Part of the negligence Smith was alleged to have exhibited was a failure in adhering to differential diagnosis. Moldoveanu's negligent response in treatment of her complaints of abdominal discomfort and trouble breathing further worsened the situation. He originally had a suspicion that an obstruction existed; however, failed to take proper action in a timely manner. Just prior to her death, he prescribed an oral laxative and an enema, but moments later Scroggins suffered a heart attack.

Plaintiff attorneys claimed that based on her condition, Moldoveanu should have had a nasogastric tube installed to access her stomach and not been allowed to take any oral medications. The defense said the physicians followed accepted practice, yet the patient died due to a rarely seen and unforeseeable circumstance. 
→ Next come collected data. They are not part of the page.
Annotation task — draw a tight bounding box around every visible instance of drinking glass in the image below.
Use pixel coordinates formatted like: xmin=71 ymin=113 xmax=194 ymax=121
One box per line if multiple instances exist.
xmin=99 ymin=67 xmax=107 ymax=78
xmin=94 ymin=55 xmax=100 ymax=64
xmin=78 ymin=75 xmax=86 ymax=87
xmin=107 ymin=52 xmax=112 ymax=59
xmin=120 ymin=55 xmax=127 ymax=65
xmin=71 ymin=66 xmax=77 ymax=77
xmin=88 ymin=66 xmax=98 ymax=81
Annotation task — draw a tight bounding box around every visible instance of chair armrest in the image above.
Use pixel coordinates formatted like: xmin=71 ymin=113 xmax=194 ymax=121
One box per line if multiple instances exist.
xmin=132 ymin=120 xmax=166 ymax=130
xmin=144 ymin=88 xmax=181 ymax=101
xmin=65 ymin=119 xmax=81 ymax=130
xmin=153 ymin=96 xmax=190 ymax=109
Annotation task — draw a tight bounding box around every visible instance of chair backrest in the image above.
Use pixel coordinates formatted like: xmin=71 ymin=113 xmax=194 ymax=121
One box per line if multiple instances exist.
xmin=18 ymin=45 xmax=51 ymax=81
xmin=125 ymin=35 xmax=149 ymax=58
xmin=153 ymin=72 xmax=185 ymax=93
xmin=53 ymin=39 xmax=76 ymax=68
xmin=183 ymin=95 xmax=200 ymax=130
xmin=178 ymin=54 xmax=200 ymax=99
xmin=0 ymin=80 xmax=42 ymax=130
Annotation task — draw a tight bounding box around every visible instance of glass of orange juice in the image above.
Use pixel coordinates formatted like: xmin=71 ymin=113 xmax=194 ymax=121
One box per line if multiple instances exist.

An attorney for Dr. Smith explained that the x-ray did not show any obstruction and thus it must have occurred later. Opioids are an effective means of relieving significant pain, but constipation is a common side effect. The medication tends to slow peristalsis (movement) and tighten intestinal muscles that prevent any opening.

An attorney for Moldoveanu explained to jurors that he had provided a correct diagnosis and began proper treatment prior to Scroggins' sudden death. The defense insisted that Scoggins did not show major signs of distress until she began vomiting. They said that such as large aspiration was very rare, but it did happen in this instance. The trial is still underway at this time with no apparent indication of a possible settlement.

About the Author

Briggs Bedigian

H. Briggs Bedigian (“Briggs”) is a founding partner of Gilman & Bedigian, LLC.  Prior to forming Gilman & Bedigian, LLC, Briggs was a partner at Wais, Vogelstein and Bedigian, LLC, where he was the head of the firm's litigation practice.  Briggs' legal practice is focused on representing clients involved in medical malpractice and catastrophic personal injury cases.